Paper 1 has higher potential impact because it addresses a fundamental methodological flaw in measuring LLM confidence and calibration. As AI reliability becomes critical across all domains, establishing rigorous evaluation protocols for model uncertainty is universally essential. While Paper 2 offers valuable insights for knowledge graph compression in scientific discovery, its scope is somewhat narrower. Paper 1's findings on protocol sensitivity challenge widespread assumptions in AI evaluation and propose a reporting checklist that could become a standard for future LLM research.

vs. EAPO: Entropy-Driven Adaptive Positive-Negative Sample Weighting for Policy Optimization in Open-Ended QA

gpt-5.25/28/2026

Paper 1 has higher likely impact due to broader relevance and timeliness: it exposes protocol-dependent artifacts in a widely used evaluation paradigm (LLM confidence calibration), offers systematic ablations across models/benchmarks, and provides actionable reporting guidance that can influence many subsequent studies and applications (safety, uncertainty, human-AI interaction). Paper 2 is a useful RLVR training tweak for open-ended QA, but its demonstrated scope is narrower (two medical QA datasets) and may generalize less broadly; its methodological contribution is more incremental compared to reframing and standard-setting in Paper 1.

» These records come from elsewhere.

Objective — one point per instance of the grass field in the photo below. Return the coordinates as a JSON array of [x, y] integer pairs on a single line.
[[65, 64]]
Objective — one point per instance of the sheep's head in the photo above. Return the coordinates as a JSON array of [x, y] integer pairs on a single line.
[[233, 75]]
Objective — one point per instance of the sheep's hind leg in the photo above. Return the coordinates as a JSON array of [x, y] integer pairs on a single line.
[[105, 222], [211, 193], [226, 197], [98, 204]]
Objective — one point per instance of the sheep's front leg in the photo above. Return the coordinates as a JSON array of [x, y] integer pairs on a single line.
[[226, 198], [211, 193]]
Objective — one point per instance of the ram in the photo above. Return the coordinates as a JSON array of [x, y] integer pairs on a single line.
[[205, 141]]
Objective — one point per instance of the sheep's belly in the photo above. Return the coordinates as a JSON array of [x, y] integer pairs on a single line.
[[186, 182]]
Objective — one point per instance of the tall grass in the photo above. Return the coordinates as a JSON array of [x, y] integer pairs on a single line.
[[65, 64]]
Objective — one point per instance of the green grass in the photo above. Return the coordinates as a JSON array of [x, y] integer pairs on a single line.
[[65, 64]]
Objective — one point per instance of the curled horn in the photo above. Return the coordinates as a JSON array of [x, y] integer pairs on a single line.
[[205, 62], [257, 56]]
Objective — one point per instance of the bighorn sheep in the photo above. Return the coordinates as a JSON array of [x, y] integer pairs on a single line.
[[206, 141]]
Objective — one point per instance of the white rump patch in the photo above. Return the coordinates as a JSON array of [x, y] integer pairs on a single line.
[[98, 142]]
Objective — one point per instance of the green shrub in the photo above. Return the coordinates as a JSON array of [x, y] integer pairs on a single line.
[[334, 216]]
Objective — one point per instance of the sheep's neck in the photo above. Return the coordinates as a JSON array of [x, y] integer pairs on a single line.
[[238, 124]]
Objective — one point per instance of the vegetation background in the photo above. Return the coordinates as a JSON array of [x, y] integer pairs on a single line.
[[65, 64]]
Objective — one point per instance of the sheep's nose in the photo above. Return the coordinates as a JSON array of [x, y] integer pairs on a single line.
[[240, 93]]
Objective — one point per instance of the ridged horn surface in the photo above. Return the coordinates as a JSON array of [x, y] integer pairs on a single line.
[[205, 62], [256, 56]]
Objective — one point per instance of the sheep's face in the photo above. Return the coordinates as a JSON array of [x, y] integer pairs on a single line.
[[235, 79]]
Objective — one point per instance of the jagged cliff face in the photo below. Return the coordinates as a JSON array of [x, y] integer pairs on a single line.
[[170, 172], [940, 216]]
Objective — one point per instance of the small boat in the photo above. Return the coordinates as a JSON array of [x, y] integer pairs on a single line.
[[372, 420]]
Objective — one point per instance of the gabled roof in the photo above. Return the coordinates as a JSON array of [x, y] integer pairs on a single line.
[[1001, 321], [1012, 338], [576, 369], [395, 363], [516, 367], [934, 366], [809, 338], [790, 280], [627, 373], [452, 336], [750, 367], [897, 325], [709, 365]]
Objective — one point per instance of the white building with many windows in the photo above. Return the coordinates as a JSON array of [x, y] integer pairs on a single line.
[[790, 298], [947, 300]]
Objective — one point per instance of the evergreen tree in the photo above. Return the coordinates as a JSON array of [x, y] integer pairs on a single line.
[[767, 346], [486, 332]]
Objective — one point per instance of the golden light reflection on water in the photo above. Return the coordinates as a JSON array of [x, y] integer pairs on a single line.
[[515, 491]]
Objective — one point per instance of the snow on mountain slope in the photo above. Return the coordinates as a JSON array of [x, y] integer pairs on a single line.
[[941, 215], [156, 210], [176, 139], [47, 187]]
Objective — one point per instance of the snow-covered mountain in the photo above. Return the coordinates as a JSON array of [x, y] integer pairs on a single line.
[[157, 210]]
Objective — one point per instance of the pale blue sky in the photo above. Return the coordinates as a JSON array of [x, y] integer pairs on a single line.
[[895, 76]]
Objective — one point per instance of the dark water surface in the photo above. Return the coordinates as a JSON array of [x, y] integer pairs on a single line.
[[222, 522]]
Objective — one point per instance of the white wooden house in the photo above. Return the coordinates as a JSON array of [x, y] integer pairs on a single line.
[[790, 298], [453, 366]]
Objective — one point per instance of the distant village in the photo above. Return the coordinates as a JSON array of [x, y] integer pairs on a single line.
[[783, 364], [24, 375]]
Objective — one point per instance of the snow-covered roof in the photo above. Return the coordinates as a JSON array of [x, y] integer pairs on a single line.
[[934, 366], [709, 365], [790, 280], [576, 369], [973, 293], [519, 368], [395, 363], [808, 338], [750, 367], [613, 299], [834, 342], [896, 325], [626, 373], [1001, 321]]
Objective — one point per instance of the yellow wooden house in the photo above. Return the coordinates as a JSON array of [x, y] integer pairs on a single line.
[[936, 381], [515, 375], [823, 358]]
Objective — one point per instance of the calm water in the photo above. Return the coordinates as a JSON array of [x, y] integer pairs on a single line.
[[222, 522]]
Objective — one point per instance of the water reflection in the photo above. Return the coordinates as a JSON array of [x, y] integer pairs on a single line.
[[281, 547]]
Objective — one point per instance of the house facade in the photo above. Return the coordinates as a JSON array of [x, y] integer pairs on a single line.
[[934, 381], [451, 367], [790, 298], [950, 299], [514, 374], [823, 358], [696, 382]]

vs. MobileExplorer: Accelerating On-Device Inference for Mobile GUI Agents via Online Exploration

gpt-5.25/28/2026

Paper 2 likely has higher impact due to strong real-world applicability (privacy-preserving, low-latency on-device mobile agents), timely relevance, and broader cross-field influence (systems/OS, HCI, mobile computing, VLM agents). It proposes a concrete framework (online exploration + structured memory + rollback) and reports device-level evaluations with latency and success-rate gains, suggesting methodological rigor and deployability. Paper 1 is valuable and conceptually important for LLM evaluation rigor, but its primary contribution is diagnostic/protocol-clarifying rather than enabling new capabilities, so downstream practical impact may be narrower.